Editorial Virginia Nr. 77 (Herbst 2025)
Liebe Leserinnen,
50 Jahre ist es her, seit die ersten Frauenbuchläden in Deutschland gegründet wurden. Angeregt durch die in den USA seit 1970 existierenden, wurde 1974 der erste europäische in Paris gegründet, ein Jahr später der in Mailand. In Deutschland war Lillemor’s in München der erste, kurz darauf gefolgt von Lilith in Berlin, wo es später drei Frauenbuchläden gleichzeitig gab. Nicht nur folgten danach in großem Tempo mehr und mehr Frauenbuchläden in zahlreichen Städten, auch die Frauenund Lesbenverlage entstanden nahezu zeitgleich. Durch die Frauenbewegung war viel in Bewegung gekommen. Und bis heute gibt es nach wie vor sowohl Frauenbuchläden als auch Frauen-/Lesbenverlage und weltweit immer wieder Neugründungen. Uns ist es wichtig, darauf aufmerksam zu machen, dass es diese seit 50 Jahren gibt, denn dieses Jubiläum sollte nicht unbemerkt vorbeigehen. Mehr zur Geschichte der Frauen-Buch-Bewegung ist im Buch Sand im patriarchalen Getriebe von Doris Hermanns
nachzulesen (Rezension in Virginia 76).
Und auch in diesen Zeiten, in denen wir von schlechten bis furchtbaren Nachrichten überschüttet werden, gibt es noch gute: In Großbritannien existiert bereits seit 1996 der Women’s Prize for Fiction, der weltweite Beachtung findet; eine Rezension des diesjährigen Gewinnerbuches von Yael van der Wouden findet sich in dieser Ausgabe auf S. 12. 2023 wurde der Women’s Prize for Non-Fiction hinzugefügt und 2020 das Discoveries Programm für beginnende Autorinnen. Zudem wird Bernardine Evaristo zum 30-jährigen Jubiläum mit dem Women’s Prize Outstanding Contribution Award ausgezeichnet. Dessen Preisgeld behielt sie nicht für sich, sondern stiftete es als derzeitige Vorsitzende der britischen Royal Society of Literature für einen neuen Preis: den RSL Pioneer Prize für Autorinnen über 60, die eine Pionierin, eine Vorreiterin waren, und ab nächstem Jahr soll diejenige dann eine bereits verstorbene und in Vergessenheit geratene Autorin benennen, die sie wiederum inspiriert hat, als sie angefangen
hat zu schreiben. Und drei junge aufstrebende Autorinnen sollen ausgewählt werden, die mit ihnen von der RSL während des ganzen Jahres gefeiert werden.

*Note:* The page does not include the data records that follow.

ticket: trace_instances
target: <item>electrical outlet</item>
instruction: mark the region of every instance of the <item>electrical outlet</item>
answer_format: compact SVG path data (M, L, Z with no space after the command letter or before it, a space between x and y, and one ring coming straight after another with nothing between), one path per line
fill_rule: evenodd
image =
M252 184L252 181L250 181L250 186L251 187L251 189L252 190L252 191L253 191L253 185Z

In diesem Jahr wird der Preis erstmals vergeben, und zwar an die englische Schriftstellerin, Lyrikerin, Dramatikerin und Aktivistin für Tierrechte und AutorInnenrechte Maureen Duffy, die auch einen der ersten Lesbenromane geschrieben hat (The Microcosm, 1966) und die ihn mehr als verdient hat. Im deutschsprachigen Raum ist sie noch zu entdecken, bisher wurden erst zwei Bücher von ihr übersetzt.
Und auch einer deutschsprachigen Schriftstellerin können wir zu einem wichtigen Literaturpreis gratulieren: Ursula Krechel (Shanghai fern von wo, Landgericht u. v. a.) wird am 1. November 2025 in Darmstadt mit dem Georg-Büchner-Preis 2025 ausgezeichnet. Herzlichen Glückwunsch!